In the United States last year, the total number of reported vehicle fires fell 5 percent from the 312,000 reported in 2003 to 297,000, according to a recent report from the National Fire Protection Association. This was the smallest vehicle fire incidence since NFPA began tracking vehicle fires and losses with its current methods.
The largest proportion of those fires, 266,500, occurred in cars, trucks, and other highway vehicles, as opposed to boats, aircraft, mass-transit vehicles, and agricultural and construction vehicles. Not surprisingly, most of the fatalities associated with vehicle fires also occurred among the drivers of highway vehicles. In 2004, 520 civilian deaths resulted from vehicle fires, along with 1,300 civilian injuries and $1.3 billion in direct property damage. Vehicle fires accounted for 19 percent of the fires reported to fire departments that year. Vehicle fires also caused 14 percent of all civilian fire deaths, 8 percent of all civilian fire injuries, and 13 percent of the nation's property loss to fire in 2004.

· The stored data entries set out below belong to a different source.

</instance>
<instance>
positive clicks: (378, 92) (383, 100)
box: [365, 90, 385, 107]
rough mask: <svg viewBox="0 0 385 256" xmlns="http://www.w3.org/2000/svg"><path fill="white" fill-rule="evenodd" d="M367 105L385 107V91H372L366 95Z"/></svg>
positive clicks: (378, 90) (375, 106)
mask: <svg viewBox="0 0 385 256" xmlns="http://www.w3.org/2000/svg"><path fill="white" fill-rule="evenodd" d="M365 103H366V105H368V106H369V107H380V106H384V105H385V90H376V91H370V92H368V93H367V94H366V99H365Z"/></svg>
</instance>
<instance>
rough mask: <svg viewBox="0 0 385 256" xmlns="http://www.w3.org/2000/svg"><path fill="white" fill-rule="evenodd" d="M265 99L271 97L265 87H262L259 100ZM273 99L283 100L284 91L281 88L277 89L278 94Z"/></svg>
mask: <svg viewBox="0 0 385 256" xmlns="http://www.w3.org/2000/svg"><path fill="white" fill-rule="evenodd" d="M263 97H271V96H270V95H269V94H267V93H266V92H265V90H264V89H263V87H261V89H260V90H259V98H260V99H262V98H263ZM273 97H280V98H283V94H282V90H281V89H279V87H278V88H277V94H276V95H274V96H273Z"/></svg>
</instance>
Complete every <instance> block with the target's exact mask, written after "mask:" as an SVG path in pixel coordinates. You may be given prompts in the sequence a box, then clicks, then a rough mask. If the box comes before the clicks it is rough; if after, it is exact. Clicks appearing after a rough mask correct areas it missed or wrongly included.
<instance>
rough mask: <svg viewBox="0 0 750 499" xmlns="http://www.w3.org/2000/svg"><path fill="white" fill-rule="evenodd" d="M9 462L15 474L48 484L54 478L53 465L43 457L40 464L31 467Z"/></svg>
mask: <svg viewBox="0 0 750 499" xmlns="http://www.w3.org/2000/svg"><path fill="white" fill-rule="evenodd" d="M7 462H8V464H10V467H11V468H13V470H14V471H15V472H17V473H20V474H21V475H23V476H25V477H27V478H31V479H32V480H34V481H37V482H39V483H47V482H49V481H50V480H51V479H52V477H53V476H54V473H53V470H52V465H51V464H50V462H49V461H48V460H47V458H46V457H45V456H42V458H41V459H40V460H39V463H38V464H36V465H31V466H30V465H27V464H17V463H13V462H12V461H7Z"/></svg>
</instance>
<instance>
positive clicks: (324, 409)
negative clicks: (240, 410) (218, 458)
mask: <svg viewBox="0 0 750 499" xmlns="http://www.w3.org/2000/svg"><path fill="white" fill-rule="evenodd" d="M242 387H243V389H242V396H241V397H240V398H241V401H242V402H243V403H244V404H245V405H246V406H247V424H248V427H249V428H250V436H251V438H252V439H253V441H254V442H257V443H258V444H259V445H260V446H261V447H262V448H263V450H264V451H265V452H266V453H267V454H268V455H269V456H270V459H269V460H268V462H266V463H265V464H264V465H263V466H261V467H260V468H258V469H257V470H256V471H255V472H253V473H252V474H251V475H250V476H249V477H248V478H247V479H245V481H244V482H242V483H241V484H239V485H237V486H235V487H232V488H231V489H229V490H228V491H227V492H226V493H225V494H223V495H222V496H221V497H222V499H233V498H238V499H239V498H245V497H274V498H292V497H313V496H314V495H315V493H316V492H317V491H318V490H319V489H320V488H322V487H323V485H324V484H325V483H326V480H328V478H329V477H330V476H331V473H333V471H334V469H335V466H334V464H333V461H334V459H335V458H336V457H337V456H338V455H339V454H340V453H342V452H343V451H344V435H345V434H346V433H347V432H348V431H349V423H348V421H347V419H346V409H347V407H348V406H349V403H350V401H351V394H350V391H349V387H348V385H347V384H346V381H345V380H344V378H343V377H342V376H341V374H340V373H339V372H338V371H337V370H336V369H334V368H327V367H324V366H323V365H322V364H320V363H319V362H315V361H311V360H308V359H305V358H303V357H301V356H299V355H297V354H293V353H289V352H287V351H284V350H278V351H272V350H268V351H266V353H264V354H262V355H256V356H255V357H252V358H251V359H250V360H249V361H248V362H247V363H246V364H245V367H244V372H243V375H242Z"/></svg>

Since 1980, reported vehicle fires have fallen 37 percent compared to a 51-percent drop in reported structure fires and a 48-percent drop in fires of all types. The thrust of efforts to prevent fire and associated losses in the United States has primarily been in making structures less fire-prone and more fire-safe. The fire community has given only intermittent attention to vehicle fires, and that attention has focused narrowly on major multiple-death incidents, noted Marty Ahrens of the NFPA's Fire Analysis and Research Division.
NFPA advocates additional and more in-depth fire testing of automobiles to increase knowledge of how fires develop. "This detailed information can provide engineers with the information needed to develop solutions to the automobile fire death problem, similar to the advances, such as the air bag, that have resulted from collision testing," said Ahrens. "Through redesign, we can produce more fire-safe automobiles."
NFPA also has allied with the American Automobile Association and professional fire fighters to increase drivers' awareness of the issue. The groups have outlined several objectives pertaining to deaths and injuries from motor vehicle crashes. Reducing deaths and injuries from motor vehicle crashes in general and from alcohol-related crashes, reducing the proportion of adolescents who rode with a driver who had been drinking, and making the maximum blood alcohol concentration 0.08 percent for drivers over 21 years old could decrease the number of people who are killed by fires caused by collisions, NFPA noted.
"In 2004, highway vehicle fires caused more deaths than apartment fires," said James M. Shannon, NFPA's president. "The public needs to be more aware of this serious fire safety issue and take measures to lessen the risk of an incident."